L’essor de l’activisme actionnarial en Europe – gare à la fin de commandite !
Vous avez peut-être entendu parler de la fin du contrôle en commandite d’Arnaud Lagardère sur son groupe, ou, le mois précédent, de la révocation d’Emmanuel Faber de son poste de président-directeur général de Danone.
Dans les deux cas, des fonds activistes étaient à l’origine de l’action.
Retour sur la traversée de l’Atlantique d’un rêve américain.
« Les eaux troubles rendent la pêche plus facile »
Les eaux européennes sont-elles toujours poissonneuses ? Si, comme le clame fièrement Carson Block « les eaux troubles rendent la pêche plus facile », les fonds activistes ont écumé le Vieux Continent ces dernières années.
Dernière prise en date : Solutions 30. Un rapport anonyme, prétendant révéler des pratiques de blanchiment ainsi que des liens de Solutions 30 avec des pontes du crime organisé avait fuité tout début décembre 2020.
Quelques jours plus tard, un fonds récemment entré au capital, avait exprimé publiquement ses craintes vis-à-vis dudit rapport.
Quelques heures plus tard, le doute était né. Et le cours de l’action de Solutions 30 s’est effondré de 19,85 euros par action le 8 décembre à 9,175 euros par action le 15 décembre.
Notre fonds, Muddy Waters en l’espèce, a réussi son coup, et empoché plusieurs millions sur al vente à découvert des titres de Solutions 30.
Quatre mois après les faits, et malgré les conclusions favorables d’un audit externe de près de trois mois, le cours de ces titres n’est jamais revenu à son niveau historique.
De simples lettres ouvertes de Muddy Waters - interrogeant l’identité des auditeurs - ont d’ailleurs suffi à faire replonger le cours de Solutions 30. Le soupçon est facile à jeter mais difficile à lever. Les fonds activistes le savent et joue.
C’est même leur fonds de commerce.
Des relations de relations commerciales troubles, un changement de méthode comptable, l’arrêt – même licite - de la publication des comptes d’une filiale, une restructuration de la dette, la création de nouvelles sociétés, etc., constituent autant d’éléments qui, portés par une bonne communication, suffisent à faire douter – voire paniquer – le marché.
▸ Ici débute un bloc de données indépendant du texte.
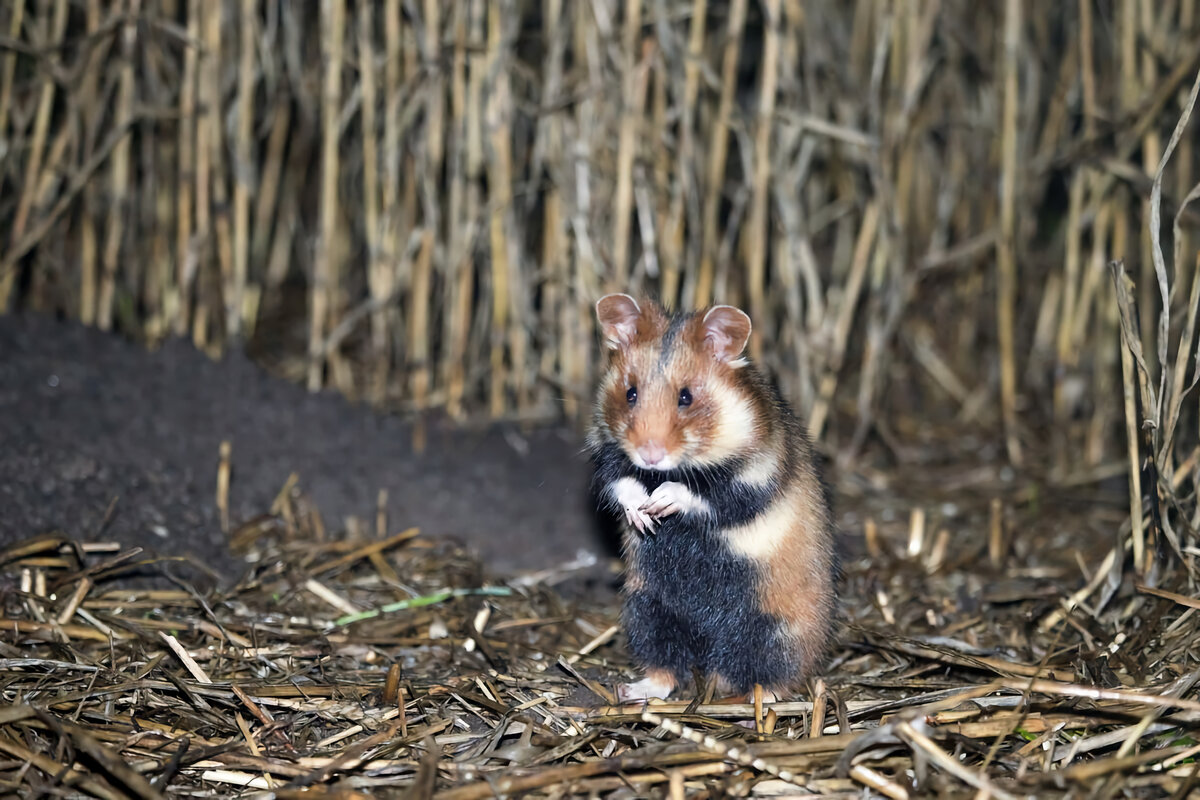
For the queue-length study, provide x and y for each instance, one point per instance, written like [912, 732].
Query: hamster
[729, 539]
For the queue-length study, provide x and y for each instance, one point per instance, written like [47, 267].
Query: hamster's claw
[631, 497]
[641, 521]
[671, 498]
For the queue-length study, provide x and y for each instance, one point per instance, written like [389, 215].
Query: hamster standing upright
[729, 541]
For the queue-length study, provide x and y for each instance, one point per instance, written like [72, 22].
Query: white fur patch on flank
[761, 470]
[736, 425]
[760, 537]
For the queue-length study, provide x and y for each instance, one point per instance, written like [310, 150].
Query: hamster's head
[671, 394]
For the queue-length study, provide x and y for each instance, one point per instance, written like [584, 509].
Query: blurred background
[417, 203]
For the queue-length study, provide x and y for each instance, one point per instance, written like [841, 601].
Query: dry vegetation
[963, 230]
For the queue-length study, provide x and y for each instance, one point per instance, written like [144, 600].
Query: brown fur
[733, 413]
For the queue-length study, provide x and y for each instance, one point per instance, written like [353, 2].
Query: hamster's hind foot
[657, 684]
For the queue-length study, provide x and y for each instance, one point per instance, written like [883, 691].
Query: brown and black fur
[744, 589]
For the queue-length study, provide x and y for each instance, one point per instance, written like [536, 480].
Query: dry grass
[947, 220]
[391, 666]
[419, 204]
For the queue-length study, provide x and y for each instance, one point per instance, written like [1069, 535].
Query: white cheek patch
[736, 425]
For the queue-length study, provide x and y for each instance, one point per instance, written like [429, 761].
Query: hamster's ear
[726, 331]
[618, 314]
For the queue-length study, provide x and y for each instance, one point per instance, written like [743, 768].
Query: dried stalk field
[966, 234]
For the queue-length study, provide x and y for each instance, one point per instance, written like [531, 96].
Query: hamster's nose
[652, 452]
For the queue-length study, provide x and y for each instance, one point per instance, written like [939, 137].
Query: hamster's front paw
[673, 498]
[631, 495]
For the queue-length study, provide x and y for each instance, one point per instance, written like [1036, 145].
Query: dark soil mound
[88, 417]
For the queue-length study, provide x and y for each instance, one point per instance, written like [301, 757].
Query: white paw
[673, 498]
[643, 690]
[631, 495]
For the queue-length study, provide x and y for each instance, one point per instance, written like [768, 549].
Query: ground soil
[90, 421]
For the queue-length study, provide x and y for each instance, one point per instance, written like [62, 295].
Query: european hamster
[729, 542]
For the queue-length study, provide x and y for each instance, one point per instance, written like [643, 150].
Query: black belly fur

Les fonds activistes associent deux enclumes au marteau du soupçon : la performance (parfois comparée à celle du leader du secteur – comme l’a fait Elliott Management avec Pernod-Ricard) et l’éthique / la compliance (qu’il s’agit de soupçons de blanchiment, de corruption ou d’infraction aux normes comptables, notamment en dissimulant des pertes ou en survalorisant des actifs).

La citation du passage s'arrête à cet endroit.